GERS IDs are intended to be stable (within a reasonable tolerance of error) across multiple versions of Overture data. When stability is not possible, Overture will attempt to provide traceability. For example:

  • a single road segment is bisected by a new road and becomes two road segments: 1 GERS ID → 2 new GERS IDs
  • a large building footprint is determined to be four smaller buildings when a higher resolution dataset becomes available: 1 GERS ID → 4 new GERS IDs
  • a building is shifted 10 meters to the west when higher resolution imagery is made available: GERS ID is preserved for that feature

Using GERS

Currently, Overture's partners are using GERS in two ways:

  1. Contributing data. The Overture engineering team generates new GERS IDs or matches existing IDs for contributed datasets as they relate to current Overture datasets. The contributed data becomes part of the Overture corpus.
  2. Associating data. Users independently conflate their own data with a current Overture dataset, identifying matches among features in both datasets. Only the features in the associated dataset that match an existing feature in the Overture data corpus can be assigned a GERS ID. The associated data will not become part of the Overture corpus, but it will become GERS-enabled data, ready to be matched to any of the available datasets in the Overture data ecosystem.

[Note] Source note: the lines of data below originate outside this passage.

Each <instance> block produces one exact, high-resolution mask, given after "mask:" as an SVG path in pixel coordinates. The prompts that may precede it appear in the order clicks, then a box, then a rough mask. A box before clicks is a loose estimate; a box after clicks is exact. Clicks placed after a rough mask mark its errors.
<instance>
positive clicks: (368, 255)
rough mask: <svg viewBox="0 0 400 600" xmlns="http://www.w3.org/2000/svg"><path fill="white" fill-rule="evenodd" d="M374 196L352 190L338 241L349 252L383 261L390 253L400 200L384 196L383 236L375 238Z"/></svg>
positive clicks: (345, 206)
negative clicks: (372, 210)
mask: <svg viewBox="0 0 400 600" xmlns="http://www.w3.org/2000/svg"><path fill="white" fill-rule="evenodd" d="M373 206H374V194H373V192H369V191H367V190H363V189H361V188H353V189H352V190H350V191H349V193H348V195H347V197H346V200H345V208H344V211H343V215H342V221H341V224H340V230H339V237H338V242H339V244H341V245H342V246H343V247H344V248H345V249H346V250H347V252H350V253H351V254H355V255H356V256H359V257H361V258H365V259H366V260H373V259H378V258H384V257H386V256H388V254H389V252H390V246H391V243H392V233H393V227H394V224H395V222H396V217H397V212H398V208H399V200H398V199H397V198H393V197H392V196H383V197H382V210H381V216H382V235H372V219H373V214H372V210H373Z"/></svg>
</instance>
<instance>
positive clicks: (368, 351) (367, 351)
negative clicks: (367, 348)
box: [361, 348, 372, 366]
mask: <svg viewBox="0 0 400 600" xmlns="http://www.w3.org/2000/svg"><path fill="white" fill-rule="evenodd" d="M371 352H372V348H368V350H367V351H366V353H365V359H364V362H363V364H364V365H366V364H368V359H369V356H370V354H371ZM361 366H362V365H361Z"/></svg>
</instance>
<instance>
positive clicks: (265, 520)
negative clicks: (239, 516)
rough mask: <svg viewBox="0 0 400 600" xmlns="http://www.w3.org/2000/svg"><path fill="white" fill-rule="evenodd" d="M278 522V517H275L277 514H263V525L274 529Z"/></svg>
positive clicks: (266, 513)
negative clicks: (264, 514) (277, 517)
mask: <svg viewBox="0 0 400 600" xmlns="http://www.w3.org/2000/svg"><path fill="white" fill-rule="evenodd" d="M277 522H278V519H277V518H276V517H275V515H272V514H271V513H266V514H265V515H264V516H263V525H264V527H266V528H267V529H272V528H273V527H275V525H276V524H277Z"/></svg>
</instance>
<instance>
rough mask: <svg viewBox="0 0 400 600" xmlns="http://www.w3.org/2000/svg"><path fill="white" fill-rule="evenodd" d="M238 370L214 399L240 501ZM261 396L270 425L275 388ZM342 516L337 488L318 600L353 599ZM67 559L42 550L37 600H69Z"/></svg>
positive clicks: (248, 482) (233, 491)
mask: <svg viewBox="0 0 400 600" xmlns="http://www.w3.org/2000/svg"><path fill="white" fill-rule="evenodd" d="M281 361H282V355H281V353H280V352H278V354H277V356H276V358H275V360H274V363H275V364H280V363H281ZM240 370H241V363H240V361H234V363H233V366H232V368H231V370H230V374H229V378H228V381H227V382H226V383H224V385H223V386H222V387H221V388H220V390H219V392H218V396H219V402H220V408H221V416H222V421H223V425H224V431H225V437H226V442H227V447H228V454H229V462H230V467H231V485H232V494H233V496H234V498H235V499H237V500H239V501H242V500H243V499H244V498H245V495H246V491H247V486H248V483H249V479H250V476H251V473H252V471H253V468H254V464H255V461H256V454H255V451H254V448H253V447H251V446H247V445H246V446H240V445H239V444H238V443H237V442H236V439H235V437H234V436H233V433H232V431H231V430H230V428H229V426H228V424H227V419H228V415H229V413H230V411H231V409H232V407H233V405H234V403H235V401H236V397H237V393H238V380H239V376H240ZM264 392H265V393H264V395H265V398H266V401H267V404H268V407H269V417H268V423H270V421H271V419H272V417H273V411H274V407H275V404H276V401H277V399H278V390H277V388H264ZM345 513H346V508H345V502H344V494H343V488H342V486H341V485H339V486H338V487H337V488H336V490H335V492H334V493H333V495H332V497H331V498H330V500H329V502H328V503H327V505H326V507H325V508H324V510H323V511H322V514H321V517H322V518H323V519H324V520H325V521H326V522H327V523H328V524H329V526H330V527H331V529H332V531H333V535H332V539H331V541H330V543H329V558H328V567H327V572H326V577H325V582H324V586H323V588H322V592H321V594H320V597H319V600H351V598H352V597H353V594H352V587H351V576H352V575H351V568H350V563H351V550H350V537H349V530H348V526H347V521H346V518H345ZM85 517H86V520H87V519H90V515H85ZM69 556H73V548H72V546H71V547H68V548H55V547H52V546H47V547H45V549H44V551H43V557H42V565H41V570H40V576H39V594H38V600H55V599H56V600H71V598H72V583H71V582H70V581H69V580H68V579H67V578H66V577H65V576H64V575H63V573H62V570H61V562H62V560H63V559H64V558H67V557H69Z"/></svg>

See the scenarios section of this documentation for more detailed examples of GERS use cases. Feedback on GERS is welcome on GitHub.

Licensing

Overture's data themes and schema are licensed under CC-BY 4.0. GERS IDs are licensed under CDLA Permissive v 2.0. Data that are associated with the themes through GERS can carry different licenses. However, if the data associated though GERS with an ODbL licensed theme constitutes a derivative dataset, it must be licensed under ODbL. See OpenStreetMap Community Guidelines for definitions of a derivative database.